Following is the sample code in javascript to explain using PDF to JSON meta endpoint:

var https = require("https");
var path = require("path");
var fs = require("fs");

const API_KEY = "***************************************";

// Direct URL of source PDF file.
// You can also upload your own file into PDF.co and use it as url. Check "Upload File" samples for code snippets: https://github.com/bytescout/pdf-co-api-samples/tree/master/File%20Upload/   
const SourceFileUrl = "https://bytescout-com.s3.amazonaws.com/files/demo-files/cloud-api/pdf-to-json/sample.pdf";

// Comma-separated list of page indices (or ranges) to process. Leave empty for all pages. Example: '0,2-5,7-'.
const Pages = "";

// PDF document password. Leave empty for unprotected documents.
const Password = "";

// Destination JSON file name
const DestinationFile = "./result.json";


//To run the process asynchronously
const async = "true";

// Prepare request to `PDF To JSON` API endpoint
var queryPath = `/v1/pdf/convert/to/json-meta`;

// JSON payload for api request
var jsonPayload = JSON.stringify({
    name: path.basename(DestinationFile), password: Password, pages: Pages, url: SourceFileUrl, async: async
});

var reqOptions = {
    host: "api.pdf.co",
    method: "POST",
    path: queryPath,
    headers: {
        "x-api-key": API_KEY,
        "Content-Type": "application/json",
        "Content-Length": Buffer.byteLength(jsonPayload, 'utf8')
    }
};

// Send request
var postRequest = https.request(reqOptions, (response) => {
    response.on("data", (d) => {
        // Parse JSON response
        var data = JSON.parse(d);       
        if (data.error == false) {
            // Download JSON file
            var file = fs.createWriteStream(DestinationFile);
            https.get(data.url, (response2) => {
                response2.pipe(file)
                .on("close", () => {
                    console.log(`Generated JSON file saved as "${DestinationFile}" file.`);
                });
            });
        }
        else {
            // Service reported error
            console.log(data.message);
        }
    });
}).on("error", (e) => {
    // Request error
    console.log(e);
});

// Write request data
postRequest.write(jsonPayload);
postRequest.end();

JSON File Output

Below is the output screenshot to show a small part of the resulting JSON file:

JSON File Output

Step-by-Step Guide to Convert PDF to JSON in JS

  1. The code imports the required packages to make the API request, read the file, and store it on the local storage. In this scenario, the required packages are “https”, “fs”, and “path.”

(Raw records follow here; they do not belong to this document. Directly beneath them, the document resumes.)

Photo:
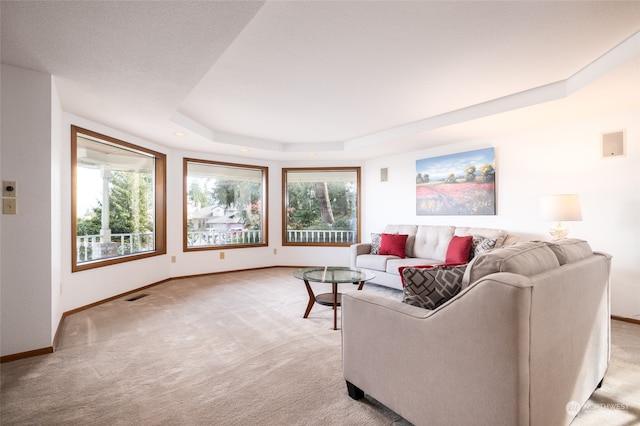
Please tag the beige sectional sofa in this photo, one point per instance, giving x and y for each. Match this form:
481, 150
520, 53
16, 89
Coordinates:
525, 342
426, 245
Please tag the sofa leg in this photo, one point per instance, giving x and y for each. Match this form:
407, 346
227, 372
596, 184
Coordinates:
354, 391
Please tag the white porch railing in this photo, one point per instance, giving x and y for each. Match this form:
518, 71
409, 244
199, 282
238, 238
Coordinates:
91, 247
217, 238
321, 236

  2. It then declares and initializes the API_Key, which the users can get by signing up or logging into the PDF.co account. As the PDF.co APIs are secure; the users need these API keys to make requests to them.

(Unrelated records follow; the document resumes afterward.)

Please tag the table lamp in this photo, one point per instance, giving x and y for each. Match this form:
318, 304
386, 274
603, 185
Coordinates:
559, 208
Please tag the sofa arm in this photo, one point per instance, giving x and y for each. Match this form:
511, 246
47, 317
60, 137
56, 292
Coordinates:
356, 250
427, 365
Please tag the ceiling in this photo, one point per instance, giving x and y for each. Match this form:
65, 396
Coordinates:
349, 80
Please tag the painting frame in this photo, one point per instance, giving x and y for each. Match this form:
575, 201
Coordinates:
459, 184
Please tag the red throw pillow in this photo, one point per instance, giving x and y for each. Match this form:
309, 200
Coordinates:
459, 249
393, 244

  3. After this, it declares and initializes the API’s body payload, which in this sample code is the source file URL, destination file pages, and the file password. The users can see from this example that the pages and password variable are left empty for the users to play with the variables to classify the pages of the source or password-protected file. The code utilizes the PDF.co sample code containing the sample source file in this scenario. The users can see and download this file. Therefore, it is not password protected.

  4. It declares the initializes the “async” variable with “true” so that the request can run asynchronously. As this API runs on AI, it can be prolonged, especially for large files. Therefore, it is recommended to use async mode while calling it.

  5. It then assembles variables for JSON payload and sends the API requests. The successful request returns the JSON that the file stream reads and stores on the local storage as the results.JSON file, i.e., the destination file.